I don’t want to dive back into the arguments we made that won the day. You can read what we and others have said elsewhere. If you’re inclined to disagree, I doubt anything I’d say right now will change your mind. And it’s over. The name will be changed to something thoughtful and meaningful, suggested by the school community and selected by the School Board. (The online form was only to solicit suggestions; it was never a vote.)
What I would hope to persuade you, whatever your feelings on the issue, is that we’ve been mischaracterized. It’s right there in some of the names that were suggested, like Hypothetical Perfect Person Memorial Elementary School, Bleeding Heart Liberal Elementary. The idea is that we’re frivolous, that somehow this isn’t serious, substantive politics.
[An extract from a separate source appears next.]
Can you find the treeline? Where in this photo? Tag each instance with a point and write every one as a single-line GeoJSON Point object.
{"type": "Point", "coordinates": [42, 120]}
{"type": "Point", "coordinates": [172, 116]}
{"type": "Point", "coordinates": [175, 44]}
The rejoinder to that is the history to which we’re responding. It’s the decades of work, by groups like the United Daughters of the Confederacy and the Sons of Confederate Veterans, to populate the south with monuments to the Confederacy. These were people who believed that it was profoundly important to make sure that their kids’ schools, among other institutions, were named after Confederate heroes. They fought for it. They spoke at meetings. They organized with other parents. Sometimes they faced opposition. Sometimes they didn’t (I looked in the minutes of the Austin School Board in 1939 -- no one had any objection to naming the school after Robert E. Lee).
These were real people. Passionate about their history and their politics, committed to creating a world for their children that honored their values.
It’s easy to lose sight of the actual people-ness of distant, anonymous people. It’s easy when they lived decades ago, and had values that you find abhorrent (as I find those old neo-Confederate values). And it’s easy when your only sense of people comes from sensationalized headlines and quick-take tweets.
There’s a cost to the dehumanization. It makes the whole process seem like a goof, and it hasn’t been. It wasn’t 75 years ago, and it isn’t now. It’s our school, our kids, our hallways, our lives.
We didn’t do any of this lightly. You’d know this instantly if you spent even five minutes on any given morning, at around 7:45 a.m., watching us drop off our kids, hugging and kissing them goodbye. You’d know it if you saw the tense moments, in the hallway, when parents on opposite sides of the issue pass each other. You’d know if it you saw how much we support and sustain the school, in a million little ways, every day. You’d know it if you spent a few minutes in the shoes of our principal, who’s handled all this craziness, in his second year on the job, with admirable patience and judgement.
Recognizing our basic humanity and good faith matters, I think, because while Hypothetical Perfect Person Memorial Elementary School is pretty funny, and Schooly McSchoolerson is a little bit funny, Adolf Hitler Elementary School actually isn’t. Adam Lanza Elementary School isn’t. And I’d wager it was the ability to lose sight of our basic humanity, in the first place, that enabled anonymous form-submitters to propose these really gruesome names.
It’s a losing battle, maybe, to push back against the ways in which mass media, and the mass nature of modern life, enable us to dehumanize other people. But it’s one worth fighting. Because it’s not just silly internet kerfuffles that happen when we dehumanize, it’s all the worst aspects of human nature and politics.
It doesn’t take much to imagine distant, anonymous people as caricatures. It takes more, but really not that much more--maybe a few seconds more--to imagine us as flesh and blood people, who love our kids, care about our school, and have fought to change it’s name because it’s important to us.